Caterpillar and Boeing Show Headquarters Don’t Matter
For a growing number of US manufacturing companies, where the home office is situated is increasingly irrelevant.
Caterpillar’s home office has moved from Peoria, Illinois, to a Chicago suburb and is destined for Irving, Texas.
Photographer: Daniel Acker/Bloomberg
The headquarters moves by Caterpillar Inc. and Boeing Co. are a sign of how detached the corporate mailbox is becoming from industrial companies’ core manufacturing operations.
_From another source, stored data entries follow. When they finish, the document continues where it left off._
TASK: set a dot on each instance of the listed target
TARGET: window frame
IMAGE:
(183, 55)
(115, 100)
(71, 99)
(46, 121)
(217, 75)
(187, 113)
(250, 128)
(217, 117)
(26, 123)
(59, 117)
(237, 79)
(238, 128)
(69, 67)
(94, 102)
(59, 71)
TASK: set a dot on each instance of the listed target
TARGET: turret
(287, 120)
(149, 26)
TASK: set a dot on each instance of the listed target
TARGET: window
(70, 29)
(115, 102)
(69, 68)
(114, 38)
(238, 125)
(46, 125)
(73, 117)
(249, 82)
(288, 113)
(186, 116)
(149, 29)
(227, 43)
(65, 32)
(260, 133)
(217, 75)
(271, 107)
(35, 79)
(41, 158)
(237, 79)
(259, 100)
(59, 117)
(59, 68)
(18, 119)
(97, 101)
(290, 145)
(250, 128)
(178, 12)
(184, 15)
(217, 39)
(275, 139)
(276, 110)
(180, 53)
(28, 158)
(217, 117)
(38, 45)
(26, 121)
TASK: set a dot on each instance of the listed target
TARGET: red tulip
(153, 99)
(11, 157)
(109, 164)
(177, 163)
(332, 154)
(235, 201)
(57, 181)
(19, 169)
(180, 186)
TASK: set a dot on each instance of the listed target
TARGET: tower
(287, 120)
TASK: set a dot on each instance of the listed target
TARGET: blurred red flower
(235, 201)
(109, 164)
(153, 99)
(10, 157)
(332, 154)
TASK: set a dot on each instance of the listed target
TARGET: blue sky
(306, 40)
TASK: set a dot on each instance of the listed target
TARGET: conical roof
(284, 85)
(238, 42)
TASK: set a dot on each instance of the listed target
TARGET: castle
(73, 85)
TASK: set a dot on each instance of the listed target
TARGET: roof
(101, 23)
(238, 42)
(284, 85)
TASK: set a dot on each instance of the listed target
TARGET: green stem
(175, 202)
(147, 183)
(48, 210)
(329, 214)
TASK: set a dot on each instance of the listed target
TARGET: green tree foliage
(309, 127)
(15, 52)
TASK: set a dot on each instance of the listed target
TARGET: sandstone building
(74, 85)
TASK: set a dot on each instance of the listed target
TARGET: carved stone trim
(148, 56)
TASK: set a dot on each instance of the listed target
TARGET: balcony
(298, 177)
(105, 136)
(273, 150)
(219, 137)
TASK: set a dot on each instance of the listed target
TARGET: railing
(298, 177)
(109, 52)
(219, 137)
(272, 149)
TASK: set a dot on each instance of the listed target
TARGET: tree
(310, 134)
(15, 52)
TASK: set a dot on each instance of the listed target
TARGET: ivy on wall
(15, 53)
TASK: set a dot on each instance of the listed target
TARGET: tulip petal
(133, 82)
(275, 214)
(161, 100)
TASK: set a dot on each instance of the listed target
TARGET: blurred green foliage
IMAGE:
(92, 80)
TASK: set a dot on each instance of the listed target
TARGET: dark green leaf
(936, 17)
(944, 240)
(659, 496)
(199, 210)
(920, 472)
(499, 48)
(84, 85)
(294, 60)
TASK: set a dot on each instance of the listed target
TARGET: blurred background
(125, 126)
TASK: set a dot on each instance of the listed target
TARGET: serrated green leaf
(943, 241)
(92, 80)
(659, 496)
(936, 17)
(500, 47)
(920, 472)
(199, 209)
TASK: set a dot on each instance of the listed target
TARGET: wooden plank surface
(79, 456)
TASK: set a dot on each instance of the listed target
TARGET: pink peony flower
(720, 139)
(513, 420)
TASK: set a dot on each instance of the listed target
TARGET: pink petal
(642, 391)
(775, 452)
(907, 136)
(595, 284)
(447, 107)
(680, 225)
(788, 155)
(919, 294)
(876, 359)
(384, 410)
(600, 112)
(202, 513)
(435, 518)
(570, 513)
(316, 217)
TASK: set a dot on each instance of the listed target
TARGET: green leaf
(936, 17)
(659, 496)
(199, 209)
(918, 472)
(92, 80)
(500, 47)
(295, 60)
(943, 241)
Caterpillar announced on Tuesday that it would move its global headquarters to an existing office in Irving, Texas — part of the Dallas-Fort Worth area — from its current location in the Chicago suburb of Deerfield, Illinois. It’s the second big manufacturing company to ditch Illinois in as many months, with Boeing announcing in May that it would move its headquarters to Arlington, Virginia, from Chicago. What’s particularly striking about both moves is just how few jobs will be affected: In Caterpillar’s case, the headquarters shift involves about 230 employees. That compares with the more than 17,000 mostly manufacturing workers that will continue to operate in Illinois for now and Caterpillar’s total global workforce of more than 107,000. At Boeing, the office reshuffling is primarily about finding new desks for Chief Executive Officer Dave Calhoun and Chief Financial Officer Brian West. Asked this week how many jobs would move to Virginia, Calhoun said: “Almost none — like none.” Boeing isn’t planning any new buildings; the company will instead fill unused space at its existing defense campus in Arlington.